Sim, é uma galinha o que Estevão leva debaixo do capote. Vê-se os olhos dormidos dela e o bico aberto como se bocejasse. Eu lhe pergunto:

– Escuta, Tevão, de onde surrupiaste essa galinha?

— É a minha! — diz ele.

— Não a trazias antes. Onde a negociaste, hein?

— Não a negociei, é a galinha de meu galinheiro.

— Então a trouxeste como mantimento, não?

— Não, trago para cuidar. Minha casa ficou vazia e sem ninguém que lhe desse de comer, por isso a trouxe. Sempre que saio para longe, carrego-a.

— Escondida aí vai se afogar.

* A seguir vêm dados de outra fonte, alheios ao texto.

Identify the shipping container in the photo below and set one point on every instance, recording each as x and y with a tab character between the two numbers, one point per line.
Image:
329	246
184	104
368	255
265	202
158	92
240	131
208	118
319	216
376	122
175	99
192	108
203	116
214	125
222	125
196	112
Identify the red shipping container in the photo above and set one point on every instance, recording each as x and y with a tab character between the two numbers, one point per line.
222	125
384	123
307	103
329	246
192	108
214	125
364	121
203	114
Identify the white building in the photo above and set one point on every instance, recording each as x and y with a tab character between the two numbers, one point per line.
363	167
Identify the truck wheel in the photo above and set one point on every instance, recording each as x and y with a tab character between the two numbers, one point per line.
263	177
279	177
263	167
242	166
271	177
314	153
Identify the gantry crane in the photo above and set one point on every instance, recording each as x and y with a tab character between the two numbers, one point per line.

É melhor deixá-la ao ar livre.

Ele a acomoda debaixo do braço e lhe sopra o ar quente de sua boca. Logo diz:

— Estamos chegando ao despenhadeiro.

Já não ouço o que Estevão continua dizendo. Pusemo-nos em fila para descer a barranca e ele vai um tanto adiante. Vê-se que agarrou a galinha pelos os pés e a sacode a cada passo, para não lhe bater a cabeça contra as pedras.

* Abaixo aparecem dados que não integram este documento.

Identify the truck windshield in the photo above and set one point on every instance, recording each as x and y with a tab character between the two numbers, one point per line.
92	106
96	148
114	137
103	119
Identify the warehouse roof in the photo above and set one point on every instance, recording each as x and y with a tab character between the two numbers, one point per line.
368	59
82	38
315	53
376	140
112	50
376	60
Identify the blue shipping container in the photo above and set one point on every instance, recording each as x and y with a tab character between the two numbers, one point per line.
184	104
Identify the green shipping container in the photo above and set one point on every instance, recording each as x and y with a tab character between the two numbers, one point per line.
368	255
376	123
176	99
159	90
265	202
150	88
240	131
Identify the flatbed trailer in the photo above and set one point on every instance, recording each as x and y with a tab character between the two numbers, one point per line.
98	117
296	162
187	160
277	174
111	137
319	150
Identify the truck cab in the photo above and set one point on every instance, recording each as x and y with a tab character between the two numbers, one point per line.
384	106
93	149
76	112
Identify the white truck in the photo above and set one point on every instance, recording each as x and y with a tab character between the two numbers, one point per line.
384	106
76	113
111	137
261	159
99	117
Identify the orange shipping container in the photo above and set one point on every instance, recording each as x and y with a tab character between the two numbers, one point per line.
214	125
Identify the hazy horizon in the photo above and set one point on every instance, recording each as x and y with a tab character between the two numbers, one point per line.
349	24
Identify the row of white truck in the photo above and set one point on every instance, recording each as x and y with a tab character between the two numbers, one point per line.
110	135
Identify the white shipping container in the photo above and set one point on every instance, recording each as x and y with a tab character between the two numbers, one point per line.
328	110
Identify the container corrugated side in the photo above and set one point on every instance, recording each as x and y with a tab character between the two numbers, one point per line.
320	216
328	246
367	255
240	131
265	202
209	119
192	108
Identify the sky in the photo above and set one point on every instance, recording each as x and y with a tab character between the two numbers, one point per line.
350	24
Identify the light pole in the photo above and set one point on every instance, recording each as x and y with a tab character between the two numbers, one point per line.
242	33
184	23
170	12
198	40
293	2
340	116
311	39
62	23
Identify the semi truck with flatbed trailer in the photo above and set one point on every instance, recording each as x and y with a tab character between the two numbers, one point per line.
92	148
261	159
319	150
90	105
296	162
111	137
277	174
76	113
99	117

À medida que baixamos, a terra se faz boa. O pó sobe de nós como se fosse uma tropilha de mulas o que baixasse por ali, mas gostamos de nos encher de pó. Gostamos. Depois de vir pisando durante onze horas a dureza do llano, nos sentimos muito à vontade envoltos naquela coisa que brinca sobre nós e tem gosto de terra.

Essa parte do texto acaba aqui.